We have recently discovered an endogenous mechanism of cytoprotection in the heart that involves the post‐translational modification of proteins with a metabolic signal. Although this stress‐responsive modification (beta‐O linkage of N‐acetylglucosamine, i.e. O‐GlcNAc) exerts profound salubrious effects on the myocardium, its mechanism remains untested. Here, we evaluated several potential cytoprotective pathways involved in O‐GlcNAc‐mediated protection. Isolated myocytes were subjected to three hours of hypoxia and followed over time during reoxygenation. Treatment with a novel compound (PUGNAc) that augments O‐GlcNAc levels preserved mitochondrial membrane potential, a proximal event in cell survival. As expected, PUGNAc enhanced O‐GlcNAc levels at baseline and were maintained throughout reoxygenation. Conversely, Vehicle treated myocytes exhibited a modest, but consistent time‐dependent loss of O‐GlcNAc levels during reoxygenation.
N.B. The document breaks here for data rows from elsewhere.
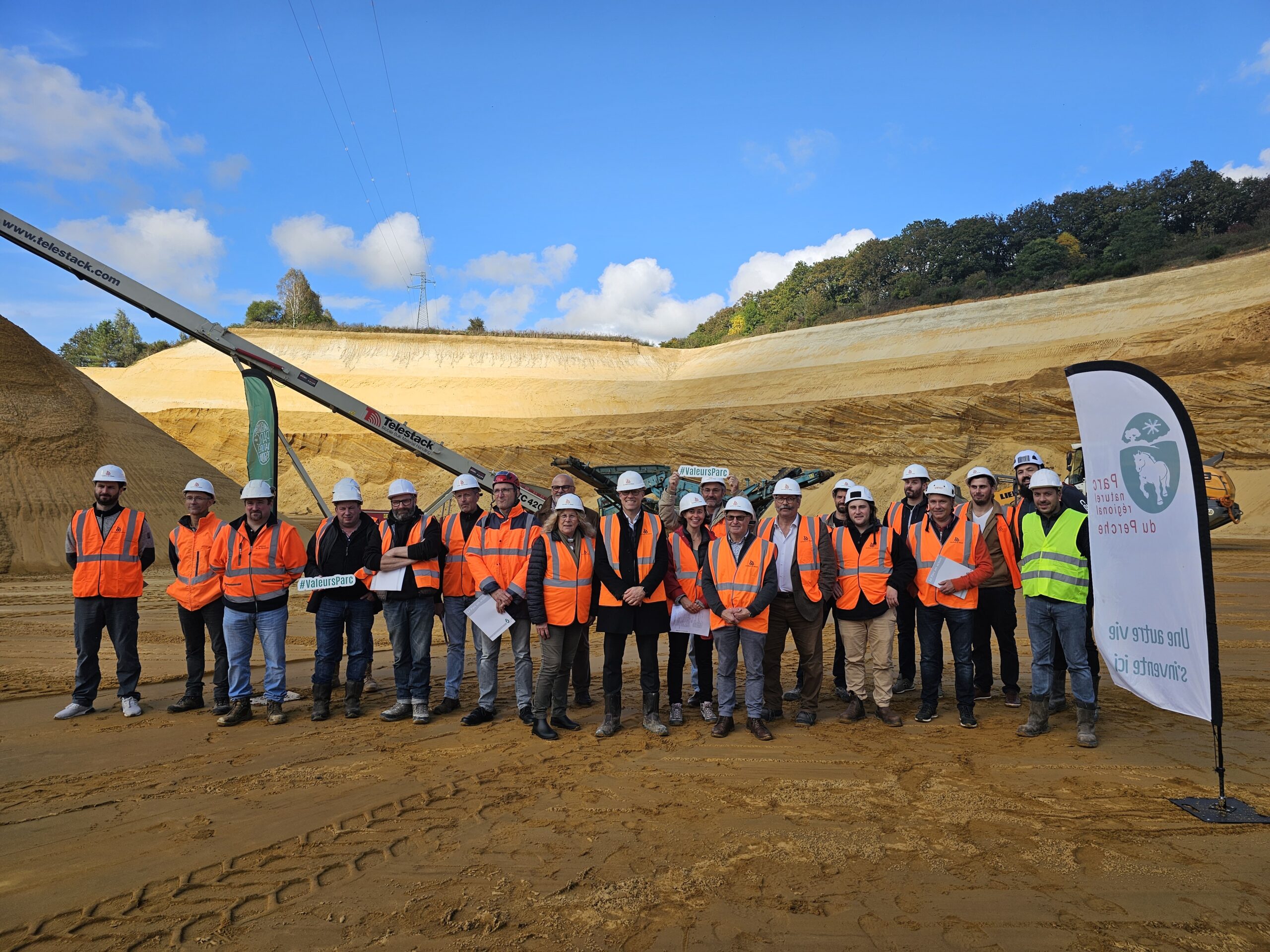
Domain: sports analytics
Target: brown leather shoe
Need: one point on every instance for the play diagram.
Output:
(855, 710)
(759, 729)
(889, 717)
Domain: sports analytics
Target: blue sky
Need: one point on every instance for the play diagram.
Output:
(593, 167)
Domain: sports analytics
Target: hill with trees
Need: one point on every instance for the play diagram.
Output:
(1103, 233)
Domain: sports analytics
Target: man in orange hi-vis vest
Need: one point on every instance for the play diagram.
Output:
(197, 591)
(108, 546)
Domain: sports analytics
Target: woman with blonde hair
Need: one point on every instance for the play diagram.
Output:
(559, 595)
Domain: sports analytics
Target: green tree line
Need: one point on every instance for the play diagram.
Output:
(1107, 232)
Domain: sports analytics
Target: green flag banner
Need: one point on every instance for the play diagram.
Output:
(262, 445)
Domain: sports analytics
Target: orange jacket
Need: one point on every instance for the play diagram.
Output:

Considering the role of glycogen synthase kinase‐3β (GSK‐3β) as important central signaling molecule in cardioprotection, we sought to identify a potential relationship between O‐GlcNAc levels and P‐GSK‐3β levels. Surprisingly, augmentation of O‐GlcNAc levels actually elevated levels of P‐GSK‐3β, contrary to the notion that the post‐translational modification by O‐GlcNAc and phosphate are absolutely reciprocal. These data provide unique insights into potential mechanisms of O‐GlcNAc mediated cardioprotection. Ongoing efforts are focused on identifying protein targets modified by O‐GlcNAc in the heart that are responsible for the cytoprotective effects following ischemia.